Eliminate ESU and TPP for the Next $300mm of Property Tax Relief
K-12 school districts account for over $3 billion of all Nebraska property tax collections, making up 60% of the whole. So if lawmakers are looking to deliver tax relief, school district property taxes are a natural target.
Lawmakers have used tools from tax credits (beginning with 2020’s LB 1107) to new education funding (such as the $1 billion Education Future Fund) to curb and cut school property taxes. Yet at the same time, an alternative strategy for tax relief has emerged: elimination of smaller property taxes. And this year they can target the elimination of property taxes for educational service units (ESU) and tangible personal property (TPP).
Lawmakers voted in 2023 to eliminate the community college property tax, which accounted for roughly $300 million in property taxes statewide. This makes the community college tax just one-tenth the burden of K-12 school district taxes. But it’s a portion that can be eliminated entirely, leaving no doubt on whether the state funding would translate into local tax relief.
Now, as lawmakers hunt for additional vehicles for property tax relief, two more targets are clear: educational service units (ESUs) and tangible personal property taxes (TPP). Like the community college property tax, both property taxes can be eliminated in full.
Nineteen ESUs are spread across the entire state. They provide supplementary services to school districts such as staff development, technology and materials.
LB 389, sponsored by Senator Dave Murman, would eliminate the property tax that funds ESUs and replace it with state funding. This would follow upon the community college model of eliminating smaller property taxes, simplifying the tax bill, and backing statewide education services with state funding. The cost would be $65 million per year in Fiscal Year 2031. Although it is not a gusher of tax relief, it is tax relief that will certainly hit the target because a tax will be eliminated.
The second property tax that lawmakers can target for total elimination is the tangible personal property tax (TPP). While the TPP is statewide, it is distributed irregularly based upon where businesses hold tangible personal property. TPP is one of the more aggressive and harmful forms of property taxation which contributes to Nebraska uncompetitive business rankings. While real property includes land and its improvements (structures, etc), TPP includes a business’ machinery and equipment.
The TPP collects a total of $251 million statewide as of 2024. $136 million of the tax is levied on commercial entities, $60 million is on agriculture, $11 million is on railroad and $44 million is on public service corporations. Revenue permitting, Nebraska lawmakers should target the complete elimination of TPP.

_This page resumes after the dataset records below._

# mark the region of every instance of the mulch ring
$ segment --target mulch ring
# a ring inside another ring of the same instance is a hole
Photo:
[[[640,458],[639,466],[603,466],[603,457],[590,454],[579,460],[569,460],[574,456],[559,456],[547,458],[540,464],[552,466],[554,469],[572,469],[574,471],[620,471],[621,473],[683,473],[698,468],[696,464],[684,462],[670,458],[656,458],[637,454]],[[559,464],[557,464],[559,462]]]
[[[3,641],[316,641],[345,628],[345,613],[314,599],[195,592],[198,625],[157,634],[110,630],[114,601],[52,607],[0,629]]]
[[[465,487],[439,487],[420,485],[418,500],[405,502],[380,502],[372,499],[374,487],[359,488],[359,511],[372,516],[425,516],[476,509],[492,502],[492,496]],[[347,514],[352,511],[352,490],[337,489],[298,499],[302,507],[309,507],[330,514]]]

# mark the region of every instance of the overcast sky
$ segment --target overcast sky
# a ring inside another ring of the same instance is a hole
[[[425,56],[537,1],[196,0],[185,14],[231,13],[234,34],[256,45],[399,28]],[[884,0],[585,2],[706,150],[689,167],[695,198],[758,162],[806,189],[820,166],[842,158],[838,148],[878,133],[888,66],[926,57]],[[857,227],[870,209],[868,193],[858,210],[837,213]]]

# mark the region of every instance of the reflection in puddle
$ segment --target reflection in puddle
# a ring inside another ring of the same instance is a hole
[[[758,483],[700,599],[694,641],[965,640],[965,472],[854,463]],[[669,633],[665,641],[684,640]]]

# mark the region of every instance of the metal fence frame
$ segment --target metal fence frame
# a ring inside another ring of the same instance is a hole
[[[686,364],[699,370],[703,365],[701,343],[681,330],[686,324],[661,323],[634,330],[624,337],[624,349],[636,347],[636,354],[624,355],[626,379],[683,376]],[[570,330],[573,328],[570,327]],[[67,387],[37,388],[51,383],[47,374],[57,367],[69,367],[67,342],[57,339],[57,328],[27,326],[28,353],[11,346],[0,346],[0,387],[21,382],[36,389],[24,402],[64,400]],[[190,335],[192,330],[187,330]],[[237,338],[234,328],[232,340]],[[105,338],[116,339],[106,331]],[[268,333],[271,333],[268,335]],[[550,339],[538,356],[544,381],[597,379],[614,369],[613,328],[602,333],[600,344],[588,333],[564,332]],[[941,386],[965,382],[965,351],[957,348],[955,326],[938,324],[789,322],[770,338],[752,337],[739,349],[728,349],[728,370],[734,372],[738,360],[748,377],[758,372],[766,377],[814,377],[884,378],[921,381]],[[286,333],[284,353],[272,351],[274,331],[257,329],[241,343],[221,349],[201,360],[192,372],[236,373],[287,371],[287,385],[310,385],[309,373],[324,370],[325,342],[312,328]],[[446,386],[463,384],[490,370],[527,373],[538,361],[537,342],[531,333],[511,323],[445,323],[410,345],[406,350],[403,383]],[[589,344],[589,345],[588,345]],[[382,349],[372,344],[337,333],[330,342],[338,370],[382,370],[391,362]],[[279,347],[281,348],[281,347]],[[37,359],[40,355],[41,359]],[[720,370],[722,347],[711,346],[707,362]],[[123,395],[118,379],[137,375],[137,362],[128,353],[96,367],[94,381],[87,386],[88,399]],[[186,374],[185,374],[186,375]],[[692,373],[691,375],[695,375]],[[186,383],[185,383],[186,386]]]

Nebraska’s first $300 million of direct property tax relief came through elimination of community college property taxes. The next $300 million should come from eliminating ESU and TPP property taxes.
Not only will this approach yield direct property tax savings, it will also accomplish two additional goals. First, it will balance business and homeowner property tax relief by providing some to both. Second, it will create a track record of fully removing line items from property tax bills, delivering concrete tax relief.
While lawmakers have appropriated massive sums for property tax relief, those appropriations do not translate perfectly into direct property tax reductions. This problem can be solved by eliminating smaller property taxes, which already began through the elimination of community college property taxes. ESU and TPP should be the next two targets on the list for elimination.